Member of the Washington Senate from the 40th district
- In office 1953–1957
- Preceded by: Jess Sapp
- Succeeded by: Fred Martin

Personal details
- Born: March 25, 1898 Reggio Calabria, Italy
- Died: November 4, 1990 (aged 92) Anacortes, Washington, US
- Party: Republican

= Paul N. Luvera Sr. =

American politician (1898–1990)

Paul N. Luvera Sr. (March 25, 1898 – November 4, 1990) was an Italian immigrant to the United States with a sixth grade education who was a Washington State Senator from 1953 to 1957 and renowned totem pole carver whose work is displayed around the world.

== Early life ==
Luvera was born in 1898 in Reggio Calabria, Italy, the son of Niccola and Fillippa Luvera. In 1910, his family moved to Coleman, Alberta, where Niccola worked in coal mines. In Coleman, Luvera spent one year in school to complete the sixth grade, before, at the age of 13, he started working in the mines and continued there for nine years.

== Career ==

===Luvera's Fruit Store===
Niccola eventually developed lung problems from working in the mines, and in 1918, the Luvera family moved to Anacortes, Washington, a coastal town on Fidalgo Island. After working in mills and delivering groceries, Luvera, with his father, opened Luvera's Fruit Store, which catered to local residents as well as fisherman who needed supplies.

=== State senator ===
Luvera ran for the Washington State senate on a promise to fix the main road into the city of Anacortes. The road was near the ocean and prone to flooding. Luvera won a senate seat and served one term from 1953 to 1957. During his term, Luvera secured funding for a new segment of highway built on a hillside safely above floodways. In 2000, in honor of Luvera's efforts to create the roadway, the Washington Senate voted to name it the Paul N. Luvera Sr. Memorial Highway.

=== Totem pole carver ===
After his retirement from both the senate and his grocery store, Luvera devoted his time to his hobby of carving totem poles, an art form based on the Native American tradition. In 1977, he wrote a book entitled How to Carve and Paint Totem Poles, which he self-published and eventually went into seven printings. It was purported to have sold 30,000 copies.
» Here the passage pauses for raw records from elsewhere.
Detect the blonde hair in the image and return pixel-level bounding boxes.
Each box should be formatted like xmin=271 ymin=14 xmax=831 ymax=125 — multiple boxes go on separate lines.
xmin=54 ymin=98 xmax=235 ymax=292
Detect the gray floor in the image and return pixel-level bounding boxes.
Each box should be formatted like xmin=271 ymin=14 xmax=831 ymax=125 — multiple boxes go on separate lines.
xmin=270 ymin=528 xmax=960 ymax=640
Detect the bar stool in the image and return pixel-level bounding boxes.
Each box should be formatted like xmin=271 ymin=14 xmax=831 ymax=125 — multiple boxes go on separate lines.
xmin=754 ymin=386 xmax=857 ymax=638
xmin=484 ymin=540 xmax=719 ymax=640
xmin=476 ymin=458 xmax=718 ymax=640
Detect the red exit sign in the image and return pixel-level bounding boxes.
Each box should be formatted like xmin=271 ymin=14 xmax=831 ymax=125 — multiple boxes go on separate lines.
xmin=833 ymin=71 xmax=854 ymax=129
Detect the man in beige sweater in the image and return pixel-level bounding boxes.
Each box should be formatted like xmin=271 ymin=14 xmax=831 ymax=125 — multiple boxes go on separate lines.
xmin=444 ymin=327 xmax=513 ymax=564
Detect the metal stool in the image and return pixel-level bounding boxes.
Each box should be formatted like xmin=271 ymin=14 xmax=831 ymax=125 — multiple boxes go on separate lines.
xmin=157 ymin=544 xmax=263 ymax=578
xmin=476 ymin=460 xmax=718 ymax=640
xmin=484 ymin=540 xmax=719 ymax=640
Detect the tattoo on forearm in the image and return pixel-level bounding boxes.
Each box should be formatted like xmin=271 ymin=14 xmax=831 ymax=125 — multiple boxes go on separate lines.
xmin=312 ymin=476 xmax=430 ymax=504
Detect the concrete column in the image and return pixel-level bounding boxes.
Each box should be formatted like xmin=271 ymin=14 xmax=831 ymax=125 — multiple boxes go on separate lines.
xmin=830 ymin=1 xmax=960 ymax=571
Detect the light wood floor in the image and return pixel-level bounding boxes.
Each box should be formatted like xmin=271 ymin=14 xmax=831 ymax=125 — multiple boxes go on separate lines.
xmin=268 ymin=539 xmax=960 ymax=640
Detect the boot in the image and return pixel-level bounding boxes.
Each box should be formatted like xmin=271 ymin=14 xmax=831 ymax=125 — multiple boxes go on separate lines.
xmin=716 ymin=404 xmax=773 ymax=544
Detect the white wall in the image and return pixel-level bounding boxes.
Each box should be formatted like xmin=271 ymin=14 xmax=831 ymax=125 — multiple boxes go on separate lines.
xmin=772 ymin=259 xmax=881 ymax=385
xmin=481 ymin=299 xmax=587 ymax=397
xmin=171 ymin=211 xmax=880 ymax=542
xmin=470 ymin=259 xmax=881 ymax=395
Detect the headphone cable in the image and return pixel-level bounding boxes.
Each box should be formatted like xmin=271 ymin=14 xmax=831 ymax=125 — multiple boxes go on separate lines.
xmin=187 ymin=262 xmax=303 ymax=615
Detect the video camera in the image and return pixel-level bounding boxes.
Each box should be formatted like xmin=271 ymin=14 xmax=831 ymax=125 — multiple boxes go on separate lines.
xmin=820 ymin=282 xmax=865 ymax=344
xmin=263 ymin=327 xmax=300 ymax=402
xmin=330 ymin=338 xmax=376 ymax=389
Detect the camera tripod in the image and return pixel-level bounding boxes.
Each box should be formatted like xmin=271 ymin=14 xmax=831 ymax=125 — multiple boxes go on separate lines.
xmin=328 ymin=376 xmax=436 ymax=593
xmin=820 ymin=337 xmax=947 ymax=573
Though Luvera was criticized for borrowing the Native American craft of totem pole carving, he declared a respect for Native American art and asserted the craft had been nearly lost and needed to be preserved.

Luvera's carvings became well known and can be found in such places as Tacaoma Point Defiance Park in Tacoma, Washington; Rotterdam, the Netherlands; Yokohama, Japan; and Stockholm, Sweden.

== Death ==
Luvera died in his Anacortes home on Sunday, November 4, 1990, at the age of 92. He was survived by his wife of 64 years, his two daughters Phyllis Luvera Ennes and Anita Luvera Mayer, and his son Paul N. Luvera Jr.